Join us on this RED FEB to raise awareness about Heart Disease, a leading cause of death in the Australia. Devoting a little time every day to care for yourself can go a long way toward protecting your heart health.

Heart disease is Australia’s leading single cause of death, with 18,590 deaths attributed to heart disease in Australia in 2017. Heart disease kills one Australian every 28 minutes.

Heart disease is an umbrella term for range of conditions that affect your heart. Diseases under the heart disease umbrella include blood vessel diseases, such as coronary artery disease; heart rhythm problems (arrhythmias); and heart defects you’re born with (congenital heart defects), among others.

The term ‘heart disease’ is often used interchangeably with the term ‘cardiovascular disease’. Cardiovascular disease generally refers to conditions that involve narrowed or blocked blood vessels that can lead to a heart attack, chest pain (angina) or stroke. Other heart conditions, such as those that affect your heart’s muscle, valves or rhythm, also are considered forms of heart disease.

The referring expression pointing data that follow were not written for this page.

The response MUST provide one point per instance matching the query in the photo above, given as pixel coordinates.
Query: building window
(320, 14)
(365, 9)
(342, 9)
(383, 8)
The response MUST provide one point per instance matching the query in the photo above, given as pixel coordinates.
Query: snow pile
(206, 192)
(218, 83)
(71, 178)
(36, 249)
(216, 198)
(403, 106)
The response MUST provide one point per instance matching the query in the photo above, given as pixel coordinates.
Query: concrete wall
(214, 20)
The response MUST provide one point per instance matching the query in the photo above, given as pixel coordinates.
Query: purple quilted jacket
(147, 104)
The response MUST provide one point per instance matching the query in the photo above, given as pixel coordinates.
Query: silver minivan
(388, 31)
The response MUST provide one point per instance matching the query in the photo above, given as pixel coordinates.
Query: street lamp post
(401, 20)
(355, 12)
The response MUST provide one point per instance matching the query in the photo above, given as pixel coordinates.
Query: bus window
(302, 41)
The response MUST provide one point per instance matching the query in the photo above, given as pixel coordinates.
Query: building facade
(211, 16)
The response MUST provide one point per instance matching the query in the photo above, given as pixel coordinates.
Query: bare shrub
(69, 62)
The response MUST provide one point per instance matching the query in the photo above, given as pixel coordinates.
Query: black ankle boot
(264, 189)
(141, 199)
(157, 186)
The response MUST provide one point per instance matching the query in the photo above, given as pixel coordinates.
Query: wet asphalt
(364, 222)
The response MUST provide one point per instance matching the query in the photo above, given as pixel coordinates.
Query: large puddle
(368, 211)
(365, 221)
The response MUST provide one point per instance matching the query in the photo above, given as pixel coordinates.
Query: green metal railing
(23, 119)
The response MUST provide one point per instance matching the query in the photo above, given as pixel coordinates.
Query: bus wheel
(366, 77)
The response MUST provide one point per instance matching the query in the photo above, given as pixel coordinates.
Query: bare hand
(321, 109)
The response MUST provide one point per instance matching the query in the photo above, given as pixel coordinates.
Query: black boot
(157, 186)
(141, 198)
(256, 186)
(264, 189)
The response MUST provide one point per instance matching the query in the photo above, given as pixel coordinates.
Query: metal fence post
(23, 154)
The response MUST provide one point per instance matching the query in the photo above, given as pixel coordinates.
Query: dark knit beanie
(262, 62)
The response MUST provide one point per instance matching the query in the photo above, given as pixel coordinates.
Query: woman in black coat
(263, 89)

Keeping your heart healthy, whatever your age, is the most important thing you can do to help prevent and manage heart disease.

A number of conditions involve the heart or the circulation of blood through the blood vessels:

  • coronary heart disease
  • heart attack
  • heart failure
  • stroke
  • arrhythmias – abnormal heart beats
  • aneurysm – a bulge caused by weakening of the heart muscle or artery
  • septal defect – an abnormal opening between the left and right sides of the heart
  • peripheral vascular disease – a disease of the large blood vessels of the arms, legs, and feet
  • rheumatic heart disease – caused by rheumatic fever, and mainly affecting the heart valves
  • congenital heart disease – defects or malformations in the heart or blood vessels that occur before birth.

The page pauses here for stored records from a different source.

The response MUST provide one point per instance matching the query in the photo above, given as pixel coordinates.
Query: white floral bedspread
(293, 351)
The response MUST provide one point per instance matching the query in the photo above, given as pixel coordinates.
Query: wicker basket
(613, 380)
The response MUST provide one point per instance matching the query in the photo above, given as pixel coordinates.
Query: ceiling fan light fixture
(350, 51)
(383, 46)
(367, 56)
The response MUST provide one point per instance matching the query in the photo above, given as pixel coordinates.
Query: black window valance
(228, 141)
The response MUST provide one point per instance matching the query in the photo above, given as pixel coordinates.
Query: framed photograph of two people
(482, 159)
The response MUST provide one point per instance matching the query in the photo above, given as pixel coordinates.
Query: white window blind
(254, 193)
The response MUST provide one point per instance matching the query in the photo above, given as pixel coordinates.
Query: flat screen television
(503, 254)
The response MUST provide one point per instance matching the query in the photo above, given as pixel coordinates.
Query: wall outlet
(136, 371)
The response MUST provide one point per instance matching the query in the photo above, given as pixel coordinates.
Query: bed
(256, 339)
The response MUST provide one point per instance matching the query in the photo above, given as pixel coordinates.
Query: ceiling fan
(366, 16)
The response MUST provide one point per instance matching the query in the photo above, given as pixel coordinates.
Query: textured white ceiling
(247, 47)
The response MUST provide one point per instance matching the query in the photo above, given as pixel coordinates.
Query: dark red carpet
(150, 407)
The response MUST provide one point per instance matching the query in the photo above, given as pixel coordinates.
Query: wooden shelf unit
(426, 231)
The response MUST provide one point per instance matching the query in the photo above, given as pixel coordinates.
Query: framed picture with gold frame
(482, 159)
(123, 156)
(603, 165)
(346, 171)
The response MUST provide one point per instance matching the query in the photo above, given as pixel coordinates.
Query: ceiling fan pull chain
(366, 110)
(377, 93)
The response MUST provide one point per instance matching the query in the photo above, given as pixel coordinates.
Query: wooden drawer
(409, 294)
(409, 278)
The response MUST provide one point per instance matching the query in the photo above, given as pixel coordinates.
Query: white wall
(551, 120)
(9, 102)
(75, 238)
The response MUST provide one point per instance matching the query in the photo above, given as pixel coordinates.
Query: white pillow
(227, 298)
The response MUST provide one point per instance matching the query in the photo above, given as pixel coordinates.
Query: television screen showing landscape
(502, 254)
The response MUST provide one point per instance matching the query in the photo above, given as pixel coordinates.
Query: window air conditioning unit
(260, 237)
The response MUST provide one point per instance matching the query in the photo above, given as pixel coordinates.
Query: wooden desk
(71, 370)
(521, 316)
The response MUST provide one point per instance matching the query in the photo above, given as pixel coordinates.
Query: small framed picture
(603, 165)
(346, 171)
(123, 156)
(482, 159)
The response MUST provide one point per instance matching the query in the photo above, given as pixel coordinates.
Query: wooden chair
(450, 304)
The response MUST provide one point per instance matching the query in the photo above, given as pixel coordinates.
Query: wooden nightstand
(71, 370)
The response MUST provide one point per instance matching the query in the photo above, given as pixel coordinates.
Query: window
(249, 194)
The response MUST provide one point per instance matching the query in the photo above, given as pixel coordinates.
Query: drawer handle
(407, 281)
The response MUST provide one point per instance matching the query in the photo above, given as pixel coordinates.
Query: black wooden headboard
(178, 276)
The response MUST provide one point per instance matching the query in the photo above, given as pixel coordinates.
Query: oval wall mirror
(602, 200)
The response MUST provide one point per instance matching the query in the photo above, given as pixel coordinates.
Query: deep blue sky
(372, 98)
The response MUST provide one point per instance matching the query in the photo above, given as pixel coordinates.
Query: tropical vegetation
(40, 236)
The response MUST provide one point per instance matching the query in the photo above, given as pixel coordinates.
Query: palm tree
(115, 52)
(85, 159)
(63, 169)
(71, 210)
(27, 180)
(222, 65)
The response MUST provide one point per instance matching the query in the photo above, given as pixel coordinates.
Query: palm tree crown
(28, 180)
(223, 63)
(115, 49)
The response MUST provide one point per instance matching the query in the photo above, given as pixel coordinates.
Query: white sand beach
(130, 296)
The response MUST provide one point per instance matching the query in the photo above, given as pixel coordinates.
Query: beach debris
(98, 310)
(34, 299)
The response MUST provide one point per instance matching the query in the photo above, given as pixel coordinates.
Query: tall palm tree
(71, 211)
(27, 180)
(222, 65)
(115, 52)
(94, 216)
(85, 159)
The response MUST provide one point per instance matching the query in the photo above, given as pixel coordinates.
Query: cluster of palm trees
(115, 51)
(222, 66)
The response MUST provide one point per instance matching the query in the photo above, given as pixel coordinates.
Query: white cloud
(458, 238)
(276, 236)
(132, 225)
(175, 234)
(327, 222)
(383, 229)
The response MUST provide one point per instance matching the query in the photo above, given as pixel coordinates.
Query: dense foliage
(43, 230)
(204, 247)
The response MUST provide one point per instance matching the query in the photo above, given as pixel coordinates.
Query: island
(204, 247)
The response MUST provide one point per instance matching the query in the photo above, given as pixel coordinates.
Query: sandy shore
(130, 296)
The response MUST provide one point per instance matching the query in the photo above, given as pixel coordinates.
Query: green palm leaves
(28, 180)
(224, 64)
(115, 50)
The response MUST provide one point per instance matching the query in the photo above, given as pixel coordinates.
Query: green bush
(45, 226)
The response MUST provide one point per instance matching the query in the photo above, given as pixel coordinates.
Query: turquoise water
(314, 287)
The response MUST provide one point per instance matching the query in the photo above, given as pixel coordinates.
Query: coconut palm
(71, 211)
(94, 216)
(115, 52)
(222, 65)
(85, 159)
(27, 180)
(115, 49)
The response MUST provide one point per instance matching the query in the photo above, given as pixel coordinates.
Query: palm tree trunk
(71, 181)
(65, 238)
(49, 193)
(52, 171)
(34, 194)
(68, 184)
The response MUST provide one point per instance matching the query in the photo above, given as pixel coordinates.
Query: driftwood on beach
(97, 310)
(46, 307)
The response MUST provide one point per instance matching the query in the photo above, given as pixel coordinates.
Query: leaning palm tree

To learn more about different types of heart conditions visit here.

By improving your lifestyle, including your diet and level of fitness, you can minimise your risk of getting cardiovascular disease. Even if you have two or more risk factors, you can still make changes that will reduce your chances of developing heart problems.

However, several things are known to increase the risk of developing heart disease. People with two or more risk factors in their lives are much more likely to get heart disease than those with one or none.